For more details on how we handle sensitive data, visit our Security page.

Hooks and Workflows

Terrateam also allows you to set environment variables using Hooks and Workflows.

Hooks

You can set an environment variable at the very start of a Terrateam operation using Hooks.

hooks:
  plan:
    pre:
      - type: env
        name: FOO
        cmd: ['echo', 'BAR']
  apply:
    pre:
      - type: env
        name: BAZ
        cmd: ['echo', 'QUX']

The following code snippet shows how to set a dynamic environment variable based on the current Git branch:

hooks:
  plan:
    pre:
      - type: env
        name: CURRENT_GIT_BRANCH
        cmd: ['bash', '-c', 'echo $(git rev-parse --abbrev-ref HEAD)']

Workflows

You can also set an environment variable at the start of each Plan and Apply operation.

workflows:
  - tag_query: ""
    plan:
      - type: init
      - type: env
        name: FOO
        cmd: ["echo", "BAR"]
      - type: plan
    apply:
      - type: init
      - type: env
        name: FOO
        cmd: ["echo", "BAR"]
      - type: apply

.tfvars Files

Terraform allows you to define variables in .tfvars files, which can be used to customize your Terraform configurations.

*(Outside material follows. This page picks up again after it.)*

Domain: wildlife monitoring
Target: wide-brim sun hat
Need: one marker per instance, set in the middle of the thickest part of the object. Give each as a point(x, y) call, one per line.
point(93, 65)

To use a .tfvars file with Terrateam, you can specify the file path in your workflow configuration using the extra_args option.

workflows:
  - tag_query: ""
    plan:
      - type: init
      - type: plan
        extra_args: ["-var-file=qa.tfvars"]
    apply:
      - type: init
      - type: apply

The following code snippet shows an example of a .tfvars file:

qa.tfvars

region        = "us-west-2"
instance_type = "t3.micro"
vpc_cidr      = "10.0.0.0/16"
environment   = "qa"

In this example, the qa.tfvars file will be used during the plan step, providing environment-specific variable values to your Terraform configuration.